A team of UK scientists travelled to Svalbard in the Arctic recently to carry out fieldwork as part of the BIOPOLE programme. Over the course of two blog posts, Alanna Grant, with help from Alex O'Brien and Bryan Spears, tells us more...
It’s been a month since our return to the UK from Ny Ålesund, Svalbard and, after a much-needed holiday, I'm able to put our epic BIOPOLE adventure into words. After re-reading the daily journal that I kept during the trip, I realised that my ramblings completely failed to capture the utter privilege it was to call this incredible place home for a month. So, in this blog post, I’ll try to paint a picture that gives readers a small window into a month of thrilling polar science. It’s a tale of an Arctic escapade involving impossibly good weather, a heroic label printer, the Poet Laureate, a squeaky winch, and fetching orange boat suits.
We received our first notification of the field campaign as far back as May 2022 and discussions about logistics began soon after. Fast forward to spring 2023 and the team had already completed a pilot field study in Loch Etive, Scotland (more on that here), and had a good idea of what we needed to accomplish in Ny Ålesund and how we would achieve it.
Our research questions
One major question in BIOPOLE is whether nutrient delivery from land-based sources is sensitive to climate change.

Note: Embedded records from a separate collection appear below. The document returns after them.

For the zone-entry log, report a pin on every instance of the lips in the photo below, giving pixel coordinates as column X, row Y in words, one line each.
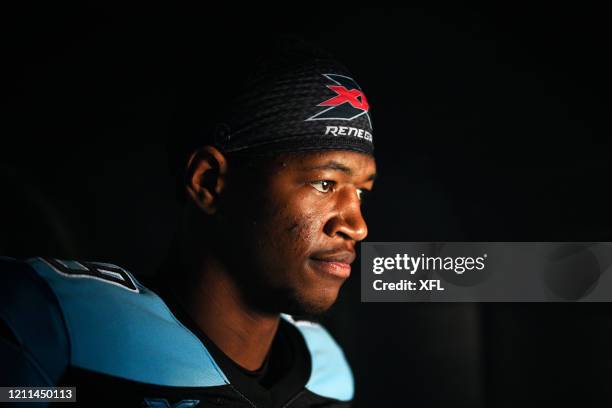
column 337, row 264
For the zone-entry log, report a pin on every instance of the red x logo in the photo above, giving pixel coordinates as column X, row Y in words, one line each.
column 355, row 97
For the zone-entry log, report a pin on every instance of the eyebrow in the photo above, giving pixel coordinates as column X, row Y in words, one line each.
column 334, row 165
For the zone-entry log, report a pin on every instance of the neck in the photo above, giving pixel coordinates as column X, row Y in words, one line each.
column 212, row 299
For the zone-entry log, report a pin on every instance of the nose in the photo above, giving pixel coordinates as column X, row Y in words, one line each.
column 348, row 221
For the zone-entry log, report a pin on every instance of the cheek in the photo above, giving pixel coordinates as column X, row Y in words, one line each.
column 295, row 228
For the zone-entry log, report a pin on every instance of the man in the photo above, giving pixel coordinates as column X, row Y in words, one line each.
column 271, row 192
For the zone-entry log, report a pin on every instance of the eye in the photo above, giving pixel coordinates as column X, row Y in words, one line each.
column 324, row 186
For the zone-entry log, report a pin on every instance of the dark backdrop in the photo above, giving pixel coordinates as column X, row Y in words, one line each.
column 490, row 124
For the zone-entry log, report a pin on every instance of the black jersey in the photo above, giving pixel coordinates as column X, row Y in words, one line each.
column 94, row 326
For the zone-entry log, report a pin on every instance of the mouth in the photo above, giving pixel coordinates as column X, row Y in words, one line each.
column 336, row 264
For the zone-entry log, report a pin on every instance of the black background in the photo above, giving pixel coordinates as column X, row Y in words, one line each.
column 490, row 125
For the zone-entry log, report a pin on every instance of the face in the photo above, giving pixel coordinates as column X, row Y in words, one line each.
column 297, row 229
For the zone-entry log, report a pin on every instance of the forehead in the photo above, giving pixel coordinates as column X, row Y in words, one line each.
column 343, row 160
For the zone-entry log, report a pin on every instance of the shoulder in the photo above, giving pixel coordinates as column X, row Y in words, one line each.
column 118, row 327
column 31, row 325
column 331, row 375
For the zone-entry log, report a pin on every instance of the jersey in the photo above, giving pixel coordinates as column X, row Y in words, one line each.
column 96, row 327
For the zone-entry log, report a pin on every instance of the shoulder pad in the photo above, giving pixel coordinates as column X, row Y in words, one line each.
column 120, row 328
column 331, row 375
column 37, row 343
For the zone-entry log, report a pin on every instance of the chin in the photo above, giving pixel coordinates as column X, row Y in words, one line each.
column 312, row 304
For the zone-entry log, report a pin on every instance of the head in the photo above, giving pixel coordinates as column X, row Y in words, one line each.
column 273, row 185
column 285, row 228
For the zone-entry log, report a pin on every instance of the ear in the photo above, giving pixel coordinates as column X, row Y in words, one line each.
column 206, row 177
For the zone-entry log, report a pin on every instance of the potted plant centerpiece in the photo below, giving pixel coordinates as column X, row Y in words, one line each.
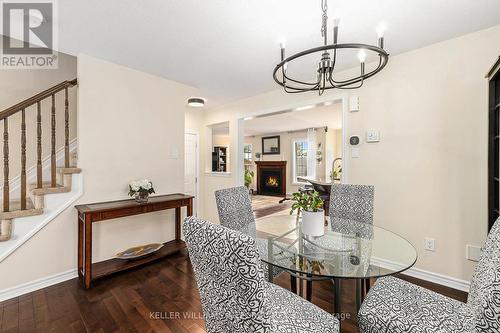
column 140, row 190
column 313, row 216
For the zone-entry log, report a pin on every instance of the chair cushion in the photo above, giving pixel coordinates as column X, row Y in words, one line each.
column 292, row 314
column 396, row 306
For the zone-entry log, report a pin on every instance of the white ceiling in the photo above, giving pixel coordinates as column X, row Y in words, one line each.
column 322, row 116
column 228, row 48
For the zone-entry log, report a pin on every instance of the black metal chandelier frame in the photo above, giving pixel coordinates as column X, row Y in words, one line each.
column 327, row 64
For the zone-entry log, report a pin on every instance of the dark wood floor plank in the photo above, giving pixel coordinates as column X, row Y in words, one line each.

If the balance of nutrients entering the sea changes in a warmer climate, then the impacts of climate change on polar marine ecosystems could be significant. To answer this question in Ny Ålesund, we need to track nutrients as they travel from land and glacial meltwaters, through rivers, into the Kongsfjorden inlet and out to the open ocean.
The data we collect here should tell us where the nutrients are coming from, how they are transformed as they travel through the environment, and how much of this makes it out to sea.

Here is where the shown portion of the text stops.